Этот случай сильно взволновал и без того возбужденных рабочих. Говорили:
– Что ж это такое! От черносотенцев житья не стало! Скоро нас, как собак, убивать будут.
Через день началась забастовка. В толпах рабочих раздавались угрожающие крики:
– Долой черносотенцов!
Забастовка продолжалась недели две. С фабрик и заводов забастовка перекинулась в учебные заведения.
На беду, случилась как раз в эти дни неприятная история в гимназии.
Какой-то маленький гимназистик на перемене занялся пусканием в лица товарищей и учителей бумажных стрел, намоченных чернилами. Учителя политично делали вид, что не замечают. Одна из таких стрел попала в лицо проходившему случайно через зал директору, человеку нервному и болезненному. После этой удачной стрелы старшие гимназисты захохотали: директор, придирчивый и раздражительный, был нелюбим учениками.

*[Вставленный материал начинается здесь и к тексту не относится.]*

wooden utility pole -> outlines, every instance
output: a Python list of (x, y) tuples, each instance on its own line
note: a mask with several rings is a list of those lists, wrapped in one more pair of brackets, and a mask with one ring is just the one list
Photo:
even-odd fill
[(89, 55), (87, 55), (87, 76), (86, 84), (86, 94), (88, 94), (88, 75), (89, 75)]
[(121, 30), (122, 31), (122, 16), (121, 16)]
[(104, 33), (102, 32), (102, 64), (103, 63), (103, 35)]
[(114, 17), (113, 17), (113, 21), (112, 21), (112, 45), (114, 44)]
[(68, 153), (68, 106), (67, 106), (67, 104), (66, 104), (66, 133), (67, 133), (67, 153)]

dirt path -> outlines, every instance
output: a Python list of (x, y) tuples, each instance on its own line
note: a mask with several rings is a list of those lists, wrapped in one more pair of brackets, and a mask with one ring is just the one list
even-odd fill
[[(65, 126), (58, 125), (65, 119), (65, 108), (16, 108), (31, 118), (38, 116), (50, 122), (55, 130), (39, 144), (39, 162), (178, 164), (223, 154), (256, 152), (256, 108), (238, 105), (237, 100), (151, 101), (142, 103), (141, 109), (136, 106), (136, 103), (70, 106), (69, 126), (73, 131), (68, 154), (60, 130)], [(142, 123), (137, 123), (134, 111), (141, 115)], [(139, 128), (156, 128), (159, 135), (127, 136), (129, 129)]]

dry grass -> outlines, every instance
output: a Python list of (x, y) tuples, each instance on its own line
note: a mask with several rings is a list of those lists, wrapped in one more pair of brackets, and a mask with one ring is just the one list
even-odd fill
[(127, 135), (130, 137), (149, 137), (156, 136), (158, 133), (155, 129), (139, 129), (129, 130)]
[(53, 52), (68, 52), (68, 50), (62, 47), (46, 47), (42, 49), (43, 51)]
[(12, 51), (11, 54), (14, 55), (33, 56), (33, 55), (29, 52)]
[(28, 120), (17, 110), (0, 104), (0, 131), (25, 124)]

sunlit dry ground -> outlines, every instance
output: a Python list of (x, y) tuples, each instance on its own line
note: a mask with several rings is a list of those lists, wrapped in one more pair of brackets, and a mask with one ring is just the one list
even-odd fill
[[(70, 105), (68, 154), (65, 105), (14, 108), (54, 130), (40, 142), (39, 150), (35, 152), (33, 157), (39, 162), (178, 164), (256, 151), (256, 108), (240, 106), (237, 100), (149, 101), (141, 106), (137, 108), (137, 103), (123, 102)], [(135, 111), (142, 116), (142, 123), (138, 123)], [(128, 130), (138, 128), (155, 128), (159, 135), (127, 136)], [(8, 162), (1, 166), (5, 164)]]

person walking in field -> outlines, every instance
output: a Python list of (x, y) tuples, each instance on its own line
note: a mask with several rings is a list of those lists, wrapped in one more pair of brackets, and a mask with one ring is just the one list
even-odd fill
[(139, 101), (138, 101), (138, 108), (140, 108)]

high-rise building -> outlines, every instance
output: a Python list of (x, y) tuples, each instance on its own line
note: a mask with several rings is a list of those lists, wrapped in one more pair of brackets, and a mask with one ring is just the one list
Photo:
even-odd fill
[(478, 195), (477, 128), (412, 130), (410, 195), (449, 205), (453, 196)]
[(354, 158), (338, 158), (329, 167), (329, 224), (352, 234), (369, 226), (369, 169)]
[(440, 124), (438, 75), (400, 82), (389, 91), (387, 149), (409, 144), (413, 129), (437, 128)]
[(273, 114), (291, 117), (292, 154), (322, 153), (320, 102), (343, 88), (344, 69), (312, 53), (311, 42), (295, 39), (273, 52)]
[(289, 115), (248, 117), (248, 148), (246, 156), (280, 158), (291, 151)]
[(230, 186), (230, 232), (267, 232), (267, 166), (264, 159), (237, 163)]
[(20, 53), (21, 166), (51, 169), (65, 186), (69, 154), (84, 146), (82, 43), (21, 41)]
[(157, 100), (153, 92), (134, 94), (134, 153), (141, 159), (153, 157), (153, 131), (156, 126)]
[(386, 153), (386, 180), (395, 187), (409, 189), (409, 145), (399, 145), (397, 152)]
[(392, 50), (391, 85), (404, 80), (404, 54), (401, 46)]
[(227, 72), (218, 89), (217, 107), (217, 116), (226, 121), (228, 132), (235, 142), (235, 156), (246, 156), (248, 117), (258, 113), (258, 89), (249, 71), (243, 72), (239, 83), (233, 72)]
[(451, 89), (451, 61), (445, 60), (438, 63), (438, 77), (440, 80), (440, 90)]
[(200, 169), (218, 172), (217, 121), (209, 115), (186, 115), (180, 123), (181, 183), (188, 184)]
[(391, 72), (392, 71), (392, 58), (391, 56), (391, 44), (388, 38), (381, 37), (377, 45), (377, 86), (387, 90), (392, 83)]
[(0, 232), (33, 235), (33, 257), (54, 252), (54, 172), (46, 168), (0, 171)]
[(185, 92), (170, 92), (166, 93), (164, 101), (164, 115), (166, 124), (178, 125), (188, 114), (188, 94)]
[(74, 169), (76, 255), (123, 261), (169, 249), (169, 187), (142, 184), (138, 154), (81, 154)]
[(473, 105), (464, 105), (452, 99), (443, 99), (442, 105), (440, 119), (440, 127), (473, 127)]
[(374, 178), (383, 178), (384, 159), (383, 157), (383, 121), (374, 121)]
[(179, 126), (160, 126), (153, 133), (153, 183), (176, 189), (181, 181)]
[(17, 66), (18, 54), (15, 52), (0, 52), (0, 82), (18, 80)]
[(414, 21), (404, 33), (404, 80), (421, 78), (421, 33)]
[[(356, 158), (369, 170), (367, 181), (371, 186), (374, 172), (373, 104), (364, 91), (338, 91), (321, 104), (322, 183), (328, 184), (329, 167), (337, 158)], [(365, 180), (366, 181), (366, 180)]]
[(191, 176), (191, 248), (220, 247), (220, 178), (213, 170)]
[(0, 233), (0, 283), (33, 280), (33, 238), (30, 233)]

Шалун так оторопел, что не догадался ускользнуть от бросившегося к нему директора и получил от него звонкую пощечину. Услышав звук пощечины, гимназисты зашумели и засвистали. Несколько дюжих молодцов из старших классов бросились на директора с кулаками. Испуганный старик бегом добрался до своей квартиры и уже не выходил оттуда.
Об этом случае много говорили в городе. По обыкновению, сильно преувеличивали и присочиняли небывалые подробности. Говорили, что директор сбил мальчика с ног и кричал на него:
– В карцере сгною!
Гимназисты и гимназистки кричали, что дальше так жить нельзя. Они произвели в классах химическую обструкцию. Побили стекла в квартире директора гимназии и еще кое-где. Вместо уроков устраивали сходки, заперев двери своих классов, чтобы не входили учителя. Наконец объявили, что присоединяются к общей забастовке.

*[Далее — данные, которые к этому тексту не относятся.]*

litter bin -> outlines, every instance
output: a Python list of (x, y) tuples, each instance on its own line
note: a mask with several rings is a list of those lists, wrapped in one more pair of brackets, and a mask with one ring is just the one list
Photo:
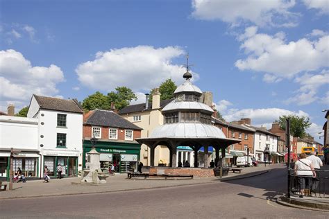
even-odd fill
[[(222, 167), (223, 168), (223, 175), (222, 176), (226, 176), (228, 175), (228, 170), (230, 168), (228, 167)], [(221, 169), (219, 167), (214, 168), (214, 175), (215, 177), (220, 177), (221, 176)]]

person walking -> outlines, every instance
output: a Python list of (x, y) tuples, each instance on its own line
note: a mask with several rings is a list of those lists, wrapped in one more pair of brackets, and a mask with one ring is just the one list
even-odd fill
[(60, 165), (60, 164), (58, 164), (58, 165), (57, 166), (57, 179), (62, 179), (62, 166)]
[(306, 154), (299, 155), (299, 160), (295, 163), (295, 175), (297, 176), (297, 181), (299, 185), (300, 195), (299, 198), (303, 198), (304, 189), (310, 189), (312, 184), (312, 177), (316, 177), (314, 168), (312, 161), (306, 159)]
[(140, 173), (142, 173), (142, 168), (143, 167), (143, 163), (140, 161), (140, 164), (138, 164), (138, 172), (140, 172)]
[(44, 166), (44, 182), (49, 182), (50, 177), (48, 176), (48, 168), (47, 166)]

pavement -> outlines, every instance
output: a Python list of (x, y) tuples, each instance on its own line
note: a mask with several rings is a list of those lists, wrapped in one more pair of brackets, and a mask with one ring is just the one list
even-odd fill
[[(48, 196), (60, 196), (78, 194), (100, 193), (130, 190), (151, 189), (164, 187), (181, 186), (201, 184), (218, 183), (220, 181), (234, 180), (246, 177), (253, 177), (271, 171), (273, 168), (284, 168), (282, 164), (267, 164), (260, 166), (242, 168), (241, 173), (229, 172), (228, 176), (221, 179), (216, 177), (188, 179), (126, 179), (126, 174), (117, 174), (107, 178), (105, 184), (81, 184), (80, 178), (53, 179), (49, 183), (44, 183), (43, 180), (28, 181), (26, 183), (14, 183), (12, 191), (0, 192), (0, 200), (14, 198), (28, 198)], [(7, 186), (8, 187), (8, 186)], [(8, 188), (7, 188), (8, 189)], [(329, 198), (329, 195), (326, 195)], [(328, 198), (304, 197), (303, 200), (298, 196), (292, 195), (287, 200), (285, 197), (278, 200), (278, 203), (293, 207), (305, 209), (317, 208), (319, 209), (329, 209)]]

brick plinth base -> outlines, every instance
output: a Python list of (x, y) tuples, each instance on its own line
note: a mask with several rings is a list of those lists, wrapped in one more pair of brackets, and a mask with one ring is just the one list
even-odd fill
[(162, 166), (150, 167), (150, 174), (193, 175), (196, 177), (210, 177), (214, 176), (212, 168), (171, 168)]

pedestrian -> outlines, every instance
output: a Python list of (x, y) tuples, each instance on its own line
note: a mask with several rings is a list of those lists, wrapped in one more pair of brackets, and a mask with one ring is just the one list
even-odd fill
[(191, 165), (189, 165), (188, 161), (185, 161), (185, 162), (184, 163), (184, 167), (191, 167)]
[(46, 165), (44, 165), (44, 182), (49, 182), (50, 177), (48, 176), (48, 168)]
[(323, 166), (323, 164), (322, 164), (320, 157), (315, 156), (315, 152), (311, 152), (310, 155), (310, 156), (308, 156), (306, 159), (312, 161), (312, 165), (313, 165), (317, 173), (317, 177), (313, 177), (312, 182), (312, 189), (315, 191), (319, 186), (319, 179), (317, 177), (320, 176), (320, 168), (321, 166)]
[(209, 163), (209, 165), (210, 165), (210, 168), (214, 168), (214, 160), (212, 159), (210, 163)]
[(57, 166), (57, 178), (58, 179), (62, 179), (62, 166), (60, 165), (60, 164), (58, 164), (58, 165)]
[(140, 172), (140, 173), (142, 173), (142, 168), (143, 167), (143, 163), (142, 163), (141, 161), (140, 161), (140, 164), (138, 164), (138, 172)]
[(295, 163), (295, 175), (297, 176), (297, 181), (299, 185), (299, 198), (303, 198), (304, 189), (310, 189), (312, 177), (316, 177), (314, 168), (312, 161), (306, 159), (306, 154), (299, 155), (299, 160)]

Директор гимназии послал по начальству прошение об отставке. Но вместо отставки его перевели в другой город, а к новому году дали звезду.
Потом забастовали телеграфисты, почтовые чиновники и почтальоны, трамвайные служащие, служащие на электрической станции и железнодорожники. Кроме общих причин, у всех их были и свои особенности, иногда мелкие, но очень раздражающие. Во всех этих местах начальствующие люди, как бы не понимая затруднительности положения, вели себя заносчиво. Закрылись многие магазины, – начали бастовать приказчики, добиваясь и для себя справедливых льгот и праздничного отдыха.
Город имел странный вид. Трамваи не ходили. Электрические фонари и лампы не горели. По улицам ходило много праздных, возбужденных людей. Письма и газеты не доставлялись, – разве только случайно. Обыватели не могли приспособиться к этому беспорядку. Стало очень неудобно жить и даже опасно. Какое-то моральное землетрясение день за днем потрясало зыбкую почву обывательских умов и обывательской жизни.